Attitudes toward marriage would rank at the very top of any list of differences between Orthodox and secular societies based on Rav Noach Weinberg’s adage, “In an insane world, we are the least insane.” Taken to their extreme, the growing negative attitude toward marriage and family formation in the secular world would end in the extinction of the human race.
The pressure on secular young women today, writes India, is not to marry, but rather to “self-actualize alone. Pressure to become whole, healed, enlightened. Pressure to get comfortable alone, to learn to be happy alone. Pressure to love ourselves, pressure to solve ourselves. Pressure to become the ‘right version’ of ourselves.” And with that goes “pressure to leave people behind, pressure to take them for granted.”
From a Torah point of view, self-actualization alone is an oxymoron. One cannot self-actualize in isolation apart from a community, and, ideally, apart from a life partner. From the very beginning of creation, Hashem recognized that “it is not good for man to be alone.” Neither man nor woman can reach their full potential by themselves.
Rav Moshe Shapira ztz”l frequently spoke of Hashem’s world as one of interconnectedness. The great sin of the people of Sodom was their assertion of a radical independence of each person from his fellows. Failure to reach out to help others, not its opposite, is a breach of Hashem’s plan for the world. As Rav Itzele of Volozhin writes in the name of his father, in his introduction to Nefesh Hachaim, we come into this world to help others.
Does building and sustaining relationships take work? Of course it does. That is why in Eretz Yisrael today, it is almost de rigueur for avreichim, including the top learners, to sign up for courses in marriage and parenting from respected educators.
In a home in which the husband is still in full-time learning, husbands and wives do not compete over who is earning a bigger salary. Each has his or her realm in the shared goal of building a home based on Torah. And if that requires flexibility in taking on tasks, so be it. In neighborhoods with large numbers of avreichim, it is commonplace for husbands to bring their children to school, doing much of the shopping, and taking the kids to the park on a short Erev Shabbos. And few would be embarrassed to be caught making the cholent either.

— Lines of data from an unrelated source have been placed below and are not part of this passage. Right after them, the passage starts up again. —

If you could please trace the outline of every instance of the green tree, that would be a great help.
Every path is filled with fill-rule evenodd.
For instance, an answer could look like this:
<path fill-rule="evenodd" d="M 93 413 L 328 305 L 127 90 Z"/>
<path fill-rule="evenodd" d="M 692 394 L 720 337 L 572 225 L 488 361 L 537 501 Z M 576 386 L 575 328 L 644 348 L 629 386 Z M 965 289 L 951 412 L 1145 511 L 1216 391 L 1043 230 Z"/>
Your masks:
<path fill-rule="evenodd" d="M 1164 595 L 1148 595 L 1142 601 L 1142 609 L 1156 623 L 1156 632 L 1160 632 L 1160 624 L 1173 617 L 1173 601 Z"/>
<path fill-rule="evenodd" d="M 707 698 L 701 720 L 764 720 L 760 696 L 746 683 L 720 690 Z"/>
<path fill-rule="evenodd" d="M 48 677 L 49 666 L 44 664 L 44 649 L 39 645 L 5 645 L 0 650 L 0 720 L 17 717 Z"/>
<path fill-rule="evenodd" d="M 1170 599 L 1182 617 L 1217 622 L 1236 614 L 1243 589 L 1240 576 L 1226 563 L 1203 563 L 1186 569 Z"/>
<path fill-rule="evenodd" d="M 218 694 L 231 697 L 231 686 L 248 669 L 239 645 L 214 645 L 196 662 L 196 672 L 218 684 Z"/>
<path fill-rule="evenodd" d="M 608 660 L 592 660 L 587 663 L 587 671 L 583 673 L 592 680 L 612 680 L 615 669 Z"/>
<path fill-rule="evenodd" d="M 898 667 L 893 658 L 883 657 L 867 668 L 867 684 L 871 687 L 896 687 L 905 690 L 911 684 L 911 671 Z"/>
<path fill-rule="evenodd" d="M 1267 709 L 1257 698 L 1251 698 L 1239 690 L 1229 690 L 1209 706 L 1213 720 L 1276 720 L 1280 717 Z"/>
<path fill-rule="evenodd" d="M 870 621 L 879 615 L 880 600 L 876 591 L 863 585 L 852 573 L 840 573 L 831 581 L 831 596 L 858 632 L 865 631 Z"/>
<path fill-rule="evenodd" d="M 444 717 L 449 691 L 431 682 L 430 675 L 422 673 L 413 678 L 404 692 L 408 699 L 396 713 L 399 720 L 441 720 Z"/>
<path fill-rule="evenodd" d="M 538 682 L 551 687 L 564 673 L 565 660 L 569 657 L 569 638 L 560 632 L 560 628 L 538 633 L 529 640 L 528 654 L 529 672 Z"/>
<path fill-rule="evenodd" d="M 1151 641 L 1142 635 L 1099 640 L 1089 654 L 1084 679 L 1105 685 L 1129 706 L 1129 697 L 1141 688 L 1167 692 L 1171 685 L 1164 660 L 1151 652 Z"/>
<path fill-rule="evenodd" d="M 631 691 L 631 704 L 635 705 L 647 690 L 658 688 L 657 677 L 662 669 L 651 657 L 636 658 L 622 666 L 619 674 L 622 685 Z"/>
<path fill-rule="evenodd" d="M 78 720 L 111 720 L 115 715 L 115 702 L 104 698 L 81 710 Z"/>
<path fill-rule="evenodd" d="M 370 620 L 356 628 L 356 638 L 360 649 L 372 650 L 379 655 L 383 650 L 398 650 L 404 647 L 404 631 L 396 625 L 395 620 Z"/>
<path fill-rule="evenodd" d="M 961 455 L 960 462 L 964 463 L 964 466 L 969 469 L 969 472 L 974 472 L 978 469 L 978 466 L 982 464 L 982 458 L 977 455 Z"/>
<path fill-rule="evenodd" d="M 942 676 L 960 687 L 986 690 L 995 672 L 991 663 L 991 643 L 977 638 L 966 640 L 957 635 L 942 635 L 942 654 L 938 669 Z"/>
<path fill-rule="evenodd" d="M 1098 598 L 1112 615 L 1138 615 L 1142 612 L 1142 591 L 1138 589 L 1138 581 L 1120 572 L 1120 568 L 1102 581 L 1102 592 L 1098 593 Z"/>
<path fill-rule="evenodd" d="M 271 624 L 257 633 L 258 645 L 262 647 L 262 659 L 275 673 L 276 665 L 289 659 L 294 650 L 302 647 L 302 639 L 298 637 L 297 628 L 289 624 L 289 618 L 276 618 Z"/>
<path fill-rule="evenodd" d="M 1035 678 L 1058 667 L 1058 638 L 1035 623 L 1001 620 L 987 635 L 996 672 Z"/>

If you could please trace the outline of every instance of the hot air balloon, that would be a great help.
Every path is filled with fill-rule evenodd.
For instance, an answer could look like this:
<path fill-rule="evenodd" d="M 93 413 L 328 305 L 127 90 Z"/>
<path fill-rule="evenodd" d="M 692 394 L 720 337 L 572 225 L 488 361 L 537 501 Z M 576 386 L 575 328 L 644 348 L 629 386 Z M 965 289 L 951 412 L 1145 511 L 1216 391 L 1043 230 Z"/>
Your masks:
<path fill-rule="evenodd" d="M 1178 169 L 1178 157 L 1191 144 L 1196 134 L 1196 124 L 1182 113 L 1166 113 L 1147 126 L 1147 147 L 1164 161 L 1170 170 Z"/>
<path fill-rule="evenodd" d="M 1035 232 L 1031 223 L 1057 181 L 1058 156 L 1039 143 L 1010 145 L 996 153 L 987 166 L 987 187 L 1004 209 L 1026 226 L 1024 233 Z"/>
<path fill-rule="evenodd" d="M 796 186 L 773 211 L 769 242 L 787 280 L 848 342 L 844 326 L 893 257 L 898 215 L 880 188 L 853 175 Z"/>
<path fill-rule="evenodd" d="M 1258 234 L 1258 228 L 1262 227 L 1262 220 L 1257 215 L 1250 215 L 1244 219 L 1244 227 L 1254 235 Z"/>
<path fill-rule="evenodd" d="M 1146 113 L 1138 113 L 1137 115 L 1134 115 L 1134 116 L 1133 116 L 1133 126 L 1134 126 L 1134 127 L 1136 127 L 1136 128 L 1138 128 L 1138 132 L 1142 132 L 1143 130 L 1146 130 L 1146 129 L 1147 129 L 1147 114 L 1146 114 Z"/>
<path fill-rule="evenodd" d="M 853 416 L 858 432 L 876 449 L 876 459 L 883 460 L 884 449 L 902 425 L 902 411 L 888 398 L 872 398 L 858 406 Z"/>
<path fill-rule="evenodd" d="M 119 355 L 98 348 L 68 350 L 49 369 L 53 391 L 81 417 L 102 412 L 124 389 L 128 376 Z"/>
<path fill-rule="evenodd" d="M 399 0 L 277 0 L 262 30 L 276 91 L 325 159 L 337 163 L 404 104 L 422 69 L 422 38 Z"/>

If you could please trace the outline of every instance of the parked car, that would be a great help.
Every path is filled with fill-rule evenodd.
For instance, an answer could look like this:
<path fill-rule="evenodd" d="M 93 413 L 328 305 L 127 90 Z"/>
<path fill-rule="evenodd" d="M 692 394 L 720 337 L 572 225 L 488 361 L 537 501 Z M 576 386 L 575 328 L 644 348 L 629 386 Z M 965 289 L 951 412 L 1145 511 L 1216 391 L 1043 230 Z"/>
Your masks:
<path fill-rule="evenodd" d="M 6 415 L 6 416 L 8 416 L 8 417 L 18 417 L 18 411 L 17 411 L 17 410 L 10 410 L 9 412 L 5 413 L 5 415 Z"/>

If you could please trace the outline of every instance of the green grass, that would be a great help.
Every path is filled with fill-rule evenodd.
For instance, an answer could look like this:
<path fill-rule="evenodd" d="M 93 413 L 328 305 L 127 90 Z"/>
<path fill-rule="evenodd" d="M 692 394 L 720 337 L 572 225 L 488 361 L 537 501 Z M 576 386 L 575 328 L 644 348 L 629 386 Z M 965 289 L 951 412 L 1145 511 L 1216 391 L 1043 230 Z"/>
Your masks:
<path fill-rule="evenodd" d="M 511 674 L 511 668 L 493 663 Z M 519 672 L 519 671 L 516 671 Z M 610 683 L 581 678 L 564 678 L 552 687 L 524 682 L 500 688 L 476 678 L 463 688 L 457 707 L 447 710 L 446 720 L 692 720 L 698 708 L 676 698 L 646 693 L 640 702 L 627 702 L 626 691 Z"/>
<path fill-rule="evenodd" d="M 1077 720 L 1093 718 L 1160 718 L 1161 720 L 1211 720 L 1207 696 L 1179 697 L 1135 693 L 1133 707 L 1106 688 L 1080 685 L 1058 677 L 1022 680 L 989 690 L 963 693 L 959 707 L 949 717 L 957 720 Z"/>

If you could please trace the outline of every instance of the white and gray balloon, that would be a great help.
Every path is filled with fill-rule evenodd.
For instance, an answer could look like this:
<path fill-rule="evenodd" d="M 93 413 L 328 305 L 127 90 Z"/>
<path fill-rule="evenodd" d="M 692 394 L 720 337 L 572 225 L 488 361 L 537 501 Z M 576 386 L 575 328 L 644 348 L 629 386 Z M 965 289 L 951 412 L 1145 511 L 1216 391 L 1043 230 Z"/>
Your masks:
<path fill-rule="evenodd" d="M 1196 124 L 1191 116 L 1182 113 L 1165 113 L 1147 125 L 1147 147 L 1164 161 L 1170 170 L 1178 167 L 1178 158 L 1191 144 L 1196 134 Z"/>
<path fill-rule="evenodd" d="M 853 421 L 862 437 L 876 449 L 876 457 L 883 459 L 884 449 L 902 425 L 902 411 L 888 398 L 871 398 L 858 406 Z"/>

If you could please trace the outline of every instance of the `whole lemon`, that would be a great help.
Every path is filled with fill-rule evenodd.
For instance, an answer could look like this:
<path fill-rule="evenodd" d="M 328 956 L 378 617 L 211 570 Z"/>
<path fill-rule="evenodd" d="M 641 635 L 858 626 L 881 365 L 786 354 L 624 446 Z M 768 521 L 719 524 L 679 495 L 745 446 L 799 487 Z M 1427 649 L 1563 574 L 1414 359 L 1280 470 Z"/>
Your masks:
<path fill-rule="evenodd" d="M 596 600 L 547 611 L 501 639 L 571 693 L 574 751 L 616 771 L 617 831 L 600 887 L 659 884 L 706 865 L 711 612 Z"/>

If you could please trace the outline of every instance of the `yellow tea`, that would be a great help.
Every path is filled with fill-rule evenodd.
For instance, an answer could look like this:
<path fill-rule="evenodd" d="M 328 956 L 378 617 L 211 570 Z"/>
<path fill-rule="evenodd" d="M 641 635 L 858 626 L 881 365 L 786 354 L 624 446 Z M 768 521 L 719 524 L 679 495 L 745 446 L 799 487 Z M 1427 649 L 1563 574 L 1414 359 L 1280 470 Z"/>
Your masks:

India notes that some of the hesitancy about marriage today comes from those who are children of divorce. Their parents may tell them, or they may conclude, that their parents married too young, committed too early. But, she observes wisely, the problem may not have been too early commitment, but from insufficient commitment.
Our young people, however, know, in theory and hopefully in practice as well, that according to the effort is the reward. And for those of us now past the primary pressures of childrearing, what greater reward can there be than to have built a family together and to have a spouse with whom to share the nachas.
Kat Rosenfeld gets it. In her essay (“Giving Thanks to Your Husband”), she writes of cultivating gratitude “for love when we find it . . . in [sitting] with your husband in the garden. . . A place where you learn that there is deep joy to be found in connection. In interdependence. In planting something with strong, deep roots and watching it grow – until, one day, you sit together beneath the protection of its branches, and look around, and marvel.”
Tonight, b’ezras Hashem, I’ll be attending the first wedding of the next generation of Rosenblums. The kallah’s grandparents, my much younger brother and sister-in-law, were married as undergraduates at Yale, and each of their children married young, and in most cases, their first shidduch. Life hasn’t been without challenges for them, first and foremost, my brother’s stroke. But when you witness the glow when they are surrounded by their large family of children and grandchildren, one has no doubt about the wisdom of their youthful choices.